Pimpinan Ombudsman Republik Indonesia (Ombudsman RI) Yeka Hendra Fatika, menegaskan, DJP telah melakukan maladministrasi karena telah melewati batas pemeriksaan pajak kepada WP. Meski pihak DJP mengatakan
“Kalau melewati batas waktu, itu maladministrasi,” tegas Yeka, pada saat Seminar Pajak : “Pemeriksaan Pajak Lewat Batas Waktu Tidak Membatalkan Surat Ketetapan Pajak Meskipun Merupakan Amanat Undang-Undang” di Jakarta, Selasa (27/5/2025).
Pada kesempatan yang sama, Ketua Perkumpulan Profesi Pengacara dan Praktisi Pajak Indonesia (P5I) Alessandro Rey menegaskan, DJP telah menerapkan mazhab taxstaat.
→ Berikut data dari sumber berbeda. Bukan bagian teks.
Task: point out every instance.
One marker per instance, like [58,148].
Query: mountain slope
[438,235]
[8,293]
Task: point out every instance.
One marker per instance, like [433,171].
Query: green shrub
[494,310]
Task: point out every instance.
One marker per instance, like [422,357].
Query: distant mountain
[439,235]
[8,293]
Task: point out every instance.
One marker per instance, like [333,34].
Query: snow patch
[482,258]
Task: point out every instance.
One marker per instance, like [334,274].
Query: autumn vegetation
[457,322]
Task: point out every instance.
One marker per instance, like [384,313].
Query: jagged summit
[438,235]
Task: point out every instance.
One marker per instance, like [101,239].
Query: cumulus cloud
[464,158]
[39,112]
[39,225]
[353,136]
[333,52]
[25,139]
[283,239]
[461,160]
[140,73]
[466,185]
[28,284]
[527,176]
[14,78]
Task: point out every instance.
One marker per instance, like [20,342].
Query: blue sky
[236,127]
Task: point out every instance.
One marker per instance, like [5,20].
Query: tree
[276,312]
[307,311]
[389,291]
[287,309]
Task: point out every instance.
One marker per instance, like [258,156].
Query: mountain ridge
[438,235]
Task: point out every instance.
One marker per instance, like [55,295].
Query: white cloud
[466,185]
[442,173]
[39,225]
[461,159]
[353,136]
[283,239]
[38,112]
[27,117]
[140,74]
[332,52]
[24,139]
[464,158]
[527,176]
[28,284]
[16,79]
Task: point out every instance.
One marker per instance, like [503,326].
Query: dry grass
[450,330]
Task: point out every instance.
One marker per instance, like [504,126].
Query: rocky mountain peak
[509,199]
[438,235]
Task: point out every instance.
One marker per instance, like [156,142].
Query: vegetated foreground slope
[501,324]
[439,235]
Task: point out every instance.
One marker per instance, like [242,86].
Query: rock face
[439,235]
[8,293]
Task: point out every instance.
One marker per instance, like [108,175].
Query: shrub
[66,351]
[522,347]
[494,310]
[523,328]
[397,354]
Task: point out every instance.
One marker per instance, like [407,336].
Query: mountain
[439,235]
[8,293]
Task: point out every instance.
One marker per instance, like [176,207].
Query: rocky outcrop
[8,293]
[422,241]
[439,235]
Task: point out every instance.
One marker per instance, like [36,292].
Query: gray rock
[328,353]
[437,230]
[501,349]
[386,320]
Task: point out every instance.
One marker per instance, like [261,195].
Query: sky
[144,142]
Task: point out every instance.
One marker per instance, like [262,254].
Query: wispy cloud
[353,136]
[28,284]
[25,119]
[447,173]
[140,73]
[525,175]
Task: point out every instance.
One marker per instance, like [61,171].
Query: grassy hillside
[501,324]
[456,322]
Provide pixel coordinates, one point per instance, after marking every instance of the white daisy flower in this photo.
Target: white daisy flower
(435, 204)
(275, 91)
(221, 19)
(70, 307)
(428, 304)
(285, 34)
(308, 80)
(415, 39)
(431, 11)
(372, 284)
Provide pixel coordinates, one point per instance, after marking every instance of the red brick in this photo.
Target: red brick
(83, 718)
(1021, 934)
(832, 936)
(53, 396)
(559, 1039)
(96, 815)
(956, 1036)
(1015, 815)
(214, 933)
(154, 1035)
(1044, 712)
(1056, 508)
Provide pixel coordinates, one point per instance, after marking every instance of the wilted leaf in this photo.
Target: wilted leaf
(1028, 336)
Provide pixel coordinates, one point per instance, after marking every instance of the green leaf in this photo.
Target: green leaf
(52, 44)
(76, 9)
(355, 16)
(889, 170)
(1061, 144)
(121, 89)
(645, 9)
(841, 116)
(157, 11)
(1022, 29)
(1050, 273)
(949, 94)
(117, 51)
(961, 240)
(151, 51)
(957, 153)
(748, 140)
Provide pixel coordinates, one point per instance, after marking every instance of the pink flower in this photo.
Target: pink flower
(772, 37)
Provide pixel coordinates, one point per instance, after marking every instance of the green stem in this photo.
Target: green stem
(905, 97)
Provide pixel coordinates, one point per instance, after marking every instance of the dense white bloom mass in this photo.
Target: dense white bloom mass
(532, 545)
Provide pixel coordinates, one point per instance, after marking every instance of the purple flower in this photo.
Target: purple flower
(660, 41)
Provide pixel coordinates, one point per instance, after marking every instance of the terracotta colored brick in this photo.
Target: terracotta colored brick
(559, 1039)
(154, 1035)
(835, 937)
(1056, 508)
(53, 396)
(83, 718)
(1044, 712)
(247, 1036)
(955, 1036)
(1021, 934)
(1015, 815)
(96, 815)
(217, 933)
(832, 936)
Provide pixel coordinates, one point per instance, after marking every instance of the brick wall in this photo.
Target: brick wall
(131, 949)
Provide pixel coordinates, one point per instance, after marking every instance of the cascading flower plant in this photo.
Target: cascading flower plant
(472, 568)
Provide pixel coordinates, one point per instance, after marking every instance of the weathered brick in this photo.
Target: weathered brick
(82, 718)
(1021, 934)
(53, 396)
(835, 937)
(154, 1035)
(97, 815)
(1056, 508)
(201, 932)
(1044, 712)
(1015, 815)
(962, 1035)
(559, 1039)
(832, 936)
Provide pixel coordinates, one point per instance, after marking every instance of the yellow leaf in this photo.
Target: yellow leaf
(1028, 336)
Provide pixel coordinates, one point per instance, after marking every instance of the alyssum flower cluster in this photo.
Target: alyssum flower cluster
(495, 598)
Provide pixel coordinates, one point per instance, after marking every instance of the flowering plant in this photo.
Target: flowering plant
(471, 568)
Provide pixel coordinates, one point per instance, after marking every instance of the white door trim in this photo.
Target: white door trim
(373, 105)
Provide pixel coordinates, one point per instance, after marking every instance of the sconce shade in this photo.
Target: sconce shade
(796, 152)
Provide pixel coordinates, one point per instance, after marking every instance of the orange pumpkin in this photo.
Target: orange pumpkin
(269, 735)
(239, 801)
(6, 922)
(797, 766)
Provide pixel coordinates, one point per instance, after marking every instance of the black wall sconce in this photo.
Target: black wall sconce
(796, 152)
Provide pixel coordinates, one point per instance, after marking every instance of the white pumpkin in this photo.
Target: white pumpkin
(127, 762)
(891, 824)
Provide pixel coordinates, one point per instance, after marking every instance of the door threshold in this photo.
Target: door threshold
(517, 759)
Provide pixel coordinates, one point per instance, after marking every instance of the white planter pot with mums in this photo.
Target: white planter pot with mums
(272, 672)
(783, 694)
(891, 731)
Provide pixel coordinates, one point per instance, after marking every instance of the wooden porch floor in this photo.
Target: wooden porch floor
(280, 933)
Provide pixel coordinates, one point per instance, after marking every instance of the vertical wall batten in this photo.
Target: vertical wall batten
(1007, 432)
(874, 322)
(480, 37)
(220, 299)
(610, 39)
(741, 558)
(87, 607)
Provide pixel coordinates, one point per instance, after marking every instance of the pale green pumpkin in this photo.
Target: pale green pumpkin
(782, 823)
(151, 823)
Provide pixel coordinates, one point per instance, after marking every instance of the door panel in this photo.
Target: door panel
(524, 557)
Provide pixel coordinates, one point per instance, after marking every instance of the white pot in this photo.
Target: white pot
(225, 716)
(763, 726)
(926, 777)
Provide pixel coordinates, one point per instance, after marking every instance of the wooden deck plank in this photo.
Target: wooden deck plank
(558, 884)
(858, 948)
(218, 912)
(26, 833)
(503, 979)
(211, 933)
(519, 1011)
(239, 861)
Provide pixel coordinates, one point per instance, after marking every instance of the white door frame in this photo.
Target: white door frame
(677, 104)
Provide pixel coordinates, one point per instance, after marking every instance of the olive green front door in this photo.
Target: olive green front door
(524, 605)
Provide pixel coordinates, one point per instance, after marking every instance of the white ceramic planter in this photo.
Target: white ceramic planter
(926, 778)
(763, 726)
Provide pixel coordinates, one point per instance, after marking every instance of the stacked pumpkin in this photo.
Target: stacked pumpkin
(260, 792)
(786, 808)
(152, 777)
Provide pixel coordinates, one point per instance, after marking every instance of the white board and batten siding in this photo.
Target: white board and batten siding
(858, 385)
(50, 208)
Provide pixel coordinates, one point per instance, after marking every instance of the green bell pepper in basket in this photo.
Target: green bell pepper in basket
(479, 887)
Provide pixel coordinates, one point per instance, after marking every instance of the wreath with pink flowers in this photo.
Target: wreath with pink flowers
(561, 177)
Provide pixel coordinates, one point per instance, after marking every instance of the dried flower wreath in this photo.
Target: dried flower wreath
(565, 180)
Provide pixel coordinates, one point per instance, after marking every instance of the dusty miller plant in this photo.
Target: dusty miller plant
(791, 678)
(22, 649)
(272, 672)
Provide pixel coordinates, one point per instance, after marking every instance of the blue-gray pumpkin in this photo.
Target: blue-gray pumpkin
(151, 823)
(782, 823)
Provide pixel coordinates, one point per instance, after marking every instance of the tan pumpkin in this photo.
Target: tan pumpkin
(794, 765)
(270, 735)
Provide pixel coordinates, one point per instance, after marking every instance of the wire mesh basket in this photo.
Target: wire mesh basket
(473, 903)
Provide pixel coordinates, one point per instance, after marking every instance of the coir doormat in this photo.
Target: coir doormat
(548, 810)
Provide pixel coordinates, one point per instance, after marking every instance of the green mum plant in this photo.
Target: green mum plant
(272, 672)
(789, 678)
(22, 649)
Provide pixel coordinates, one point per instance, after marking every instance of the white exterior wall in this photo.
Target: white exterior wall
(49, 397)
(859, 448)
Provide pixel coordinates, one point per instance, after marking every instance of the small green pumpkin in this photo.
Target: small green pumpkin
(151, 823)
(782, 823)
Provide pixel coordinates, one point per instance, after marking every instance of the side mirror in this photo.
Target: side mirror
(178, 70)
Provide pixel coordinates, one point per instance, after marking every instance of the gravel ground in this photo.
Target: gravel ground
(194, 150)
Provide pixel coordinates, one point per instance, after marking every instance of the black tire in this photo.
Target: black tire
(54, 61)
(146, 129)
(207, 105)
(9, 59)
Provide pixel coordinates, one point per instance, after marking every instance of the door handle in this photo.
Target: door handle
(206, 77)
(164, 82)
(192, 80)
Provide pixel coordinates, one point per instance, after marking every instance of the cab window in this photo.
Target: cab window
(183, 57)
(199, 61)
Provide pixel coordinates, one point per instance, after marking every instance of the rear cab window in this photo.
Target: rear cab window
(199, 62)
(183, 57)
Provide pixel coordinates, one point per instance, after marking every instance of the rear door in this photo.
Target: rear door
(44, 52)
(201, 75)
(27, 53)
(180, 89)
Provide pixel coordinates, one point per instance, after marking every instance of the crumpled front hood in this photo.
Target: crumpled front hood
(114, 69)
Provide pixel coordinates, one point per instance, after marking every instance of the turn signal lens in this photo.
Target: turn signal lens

Taxstaat merupakan konsep yang berkembang dalam kajian hukum dan politik fiskal modern yang menggambarkan suatu negara yang berorientasi kuat pada penerimaan pajak sebagai sumber utama pembiayaan negara. Istilah ini muncul sebagai kritik terhadap negara yang terlalu fokus pada target penerimaan pajak tanpa memperhatikan prinsip keadilan, kepastian hukum dan perlindungan terhadap hak-hak warga negara.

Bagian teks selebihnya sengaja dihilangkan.